Kampong Chhnang province villagers from the 33 Lor Peang community families who filed a complaint to nullify a land sale agreement with KDC International have been summoned to return to the Phnom Penh Municipal Court on Thursday to provide further clarification.

One of the plaintiffs, Keo Vannak, told The Post on Monday that they had been summoned again because Judge Sam Bunpov deemed that when the group appeared for the first time in February they did not provide enough evidence.

The judge asked Vannak’s group to return home and find more documents, she said.

Vannak said her group had tried and failed to find the agreement as required by the court even though they had also asked the local authorities for it.

“I went to look everywhere but couldn’t find the agreement. I did not make an agreement about the land because on the day we received the money, they did not allow us to talk about land because this money was a payment for Khmer New Year."
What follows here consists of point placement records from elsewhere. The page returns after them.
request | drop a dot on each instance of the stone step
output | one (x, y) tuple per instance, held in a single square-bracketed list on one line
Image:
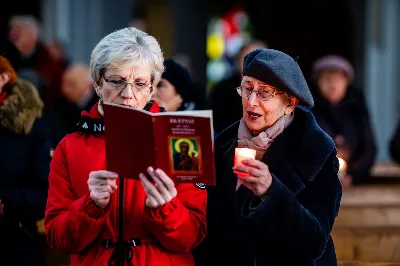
[(367, 244)]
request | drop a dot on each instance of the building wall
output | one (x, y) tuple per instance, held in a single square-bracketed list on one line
[(82, 23), (382, 68)]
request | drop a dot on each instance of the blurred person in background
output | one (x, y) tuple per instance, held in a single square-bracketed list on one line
[(198, 90), (174, 90), (224, 102), (278, 208), (78, 94), (394, 145), (57, 50), (24, 32), (163, 221), (25, 160), (341, 111)]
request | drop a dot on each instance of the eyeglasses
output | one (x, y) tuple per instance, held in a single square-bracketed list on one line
[(263, 92), (120, 84)]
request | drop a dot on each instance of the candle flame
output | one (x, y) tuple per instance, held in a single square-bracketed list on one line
[(245, 152), (342, 164)]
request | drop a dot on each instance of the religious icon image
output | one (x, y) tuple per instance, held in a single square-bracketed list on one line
[(185, 154)]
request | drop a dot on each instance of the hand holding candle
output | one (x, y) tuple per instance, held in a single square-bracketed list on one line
[(252, 173), (243, 154)]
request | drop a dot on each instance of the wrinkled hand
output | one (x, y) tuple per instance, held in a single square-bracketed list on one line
[(1, 209), (101, 185), (347, 181), (258, 178), (344, 153), (163, 190), (4, 79)]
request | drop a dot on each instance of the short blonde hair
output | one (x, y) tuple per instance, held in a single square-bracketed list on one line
[(124, 48)]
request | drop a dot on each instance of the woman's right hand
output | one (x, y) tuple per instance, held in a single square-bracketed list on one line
[(101, 185), (4, 79)]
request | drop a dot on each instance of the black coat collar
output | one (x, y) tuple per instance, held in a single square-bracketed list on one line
[(295, 157)]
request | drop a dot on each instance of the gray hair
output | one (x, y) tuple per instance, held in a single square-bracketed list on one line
[(124, 48)]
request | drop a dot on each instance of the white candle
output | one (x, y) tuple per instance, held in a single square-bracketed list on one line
[(243, 154), (342, 168)]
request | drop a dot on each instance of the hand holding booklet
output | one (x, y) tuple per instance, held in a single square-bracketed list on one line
[(180, 143)]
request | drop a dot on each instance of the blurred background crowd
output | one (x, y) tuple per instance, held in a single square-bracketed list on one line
[(348, 51)]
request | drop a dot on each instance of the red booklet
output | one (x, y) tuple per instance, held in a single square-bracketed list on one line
[(180, 143)]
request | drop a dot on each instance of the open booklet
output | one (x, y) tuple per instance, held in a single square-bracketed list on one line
[(180, 143)]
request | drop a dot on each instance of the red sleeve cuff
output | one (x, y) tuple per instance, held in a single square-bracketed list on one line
[(94, 211), (164, 211)]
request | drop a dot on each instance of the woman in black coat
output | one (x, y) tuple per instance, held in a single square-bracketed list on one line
[(24, 160), (279, 209)]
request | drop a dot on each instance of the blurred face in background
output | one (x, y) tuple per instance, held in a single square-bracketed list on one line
[(76, 83), (24, 38), (166, 96), (333, 85)]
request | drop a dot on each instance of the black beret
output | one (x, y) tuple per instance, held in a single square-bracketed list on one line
[(278, 69), (179, 77)]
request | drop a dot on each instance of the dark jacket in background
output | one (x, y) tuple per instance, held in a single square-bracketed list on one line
[(350, 119), (395, 145), (63, 116), (293, 224), (226, 103), (24, 169)]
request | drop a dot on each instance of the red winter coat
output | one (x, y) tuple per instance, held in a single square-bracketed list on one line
[(75, 225)]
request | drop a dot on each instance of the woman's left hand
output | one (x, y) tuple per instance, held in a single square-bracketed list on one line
[(163, 190), (258, 178)]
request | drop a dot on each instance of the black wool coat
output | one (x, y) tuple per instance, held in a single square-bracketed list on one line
[(292, 225)]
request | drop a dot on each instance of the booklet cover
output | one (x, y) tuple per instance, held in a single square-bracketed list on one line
[(180, 143)]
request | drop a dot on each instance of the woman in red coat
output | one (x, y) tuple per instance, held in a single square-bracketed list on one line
[(162, 220)]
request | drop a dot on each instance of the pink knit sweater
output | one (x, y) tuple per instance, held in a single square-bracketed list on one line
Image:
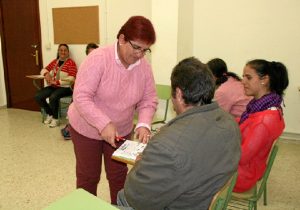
[(107, 92)]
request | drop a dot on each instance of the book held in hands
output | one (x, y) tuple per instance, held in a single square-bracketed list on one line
[(128, 151)]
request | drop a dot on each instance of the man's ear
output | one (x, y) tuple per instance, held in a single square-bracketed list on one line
[(179, 95), (122, 39)]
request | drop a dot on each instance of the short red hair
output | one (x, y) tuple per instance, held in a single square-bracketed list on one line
[(138, 28)]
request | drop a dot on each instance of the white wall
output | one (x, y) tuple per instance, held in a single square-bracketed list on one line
[(234, 30), (238, 31), (185, 29)]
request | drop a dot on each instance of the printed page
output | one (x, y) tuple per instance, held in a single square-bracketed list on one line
[(128, 151)]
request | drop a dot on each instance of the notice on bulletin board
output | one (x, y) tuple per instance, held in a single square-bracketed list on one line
[(76, 25)]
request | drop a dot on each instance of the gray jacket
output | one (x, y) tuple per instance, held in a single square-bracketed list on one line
[(187, 162)]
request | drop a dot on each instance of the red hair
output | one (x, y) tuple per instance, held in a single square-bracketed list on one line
[(138, 28)]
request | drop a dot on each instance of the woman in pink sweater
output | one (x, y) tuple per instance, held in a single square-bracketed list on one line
[(112, 83), (262, 122), (230, 93)]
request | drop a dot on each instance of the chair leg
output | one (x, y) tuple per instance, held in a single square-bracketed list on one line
[(43, 114), (255, 205), (265, 195)]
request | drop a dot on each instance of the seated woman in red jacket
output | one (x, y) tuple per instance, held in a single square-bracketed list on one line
[(262, 122)]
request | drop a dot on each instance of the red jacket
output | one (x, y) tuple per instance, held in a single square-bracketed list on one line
[(259, 132)]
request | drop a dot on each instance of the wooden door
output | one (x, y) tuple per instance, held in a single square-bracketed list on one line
[(21, 50)]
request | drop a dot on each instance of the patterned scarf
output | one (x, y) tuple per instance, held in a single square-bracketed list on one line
[(261, 104)]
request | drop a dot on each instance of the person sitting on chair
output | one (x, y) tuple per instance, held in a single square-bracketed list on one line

“’Please brothers and sisters take it and thumbprint it,’ they said. We are illiterate. So, we did not agree and filed a complaint to nullify it.

“They should not be able to take our thumbprint from that time as proof that we have received compensation from the company,” she said.

Vannak’s claim was made after Judge Bunpov issued a summons on June 13 requiring 10 Lor Peang community villagers to appear at the court on July 18 to provide further clarification over their request to nullify the agreement.

She said that even though they did not have the agreement to submit to the judge, the 10 villagers would still clarify their position verbally at the court as what is said in their complaint is the truth.

Vannak said she also wanted the court to summon the company to discuss the issue face to face with the villagers.

The land dispute with KDC, involving more than 110ha of land, has been ongoing since 2006.

Of the 49 families from Lor Peang village in Kampong Tralach district’s Ta Ches commune, 33 filed a complaint to nullify the alleged agreement with KDC that they thumb printed on July 23, 2014.

The villagers received between 1.5 and six million riel each (about $375 to $1,500) from the development company.

But they said the money was not compensation for the land and are demanding $60,000 per hectare from KDC.

Phat Pov Seang, the company’s lawyer, told The Post in February that KDC owns 500ha in the Lor Peang area, which it bought in 2007 from the real landowners who have possessed the land title since 1997 and were able to present ownership documents.

He said Minister of Land Management, Urban Planning and Construction Chea Sophara had already recognised the company’s land ownership.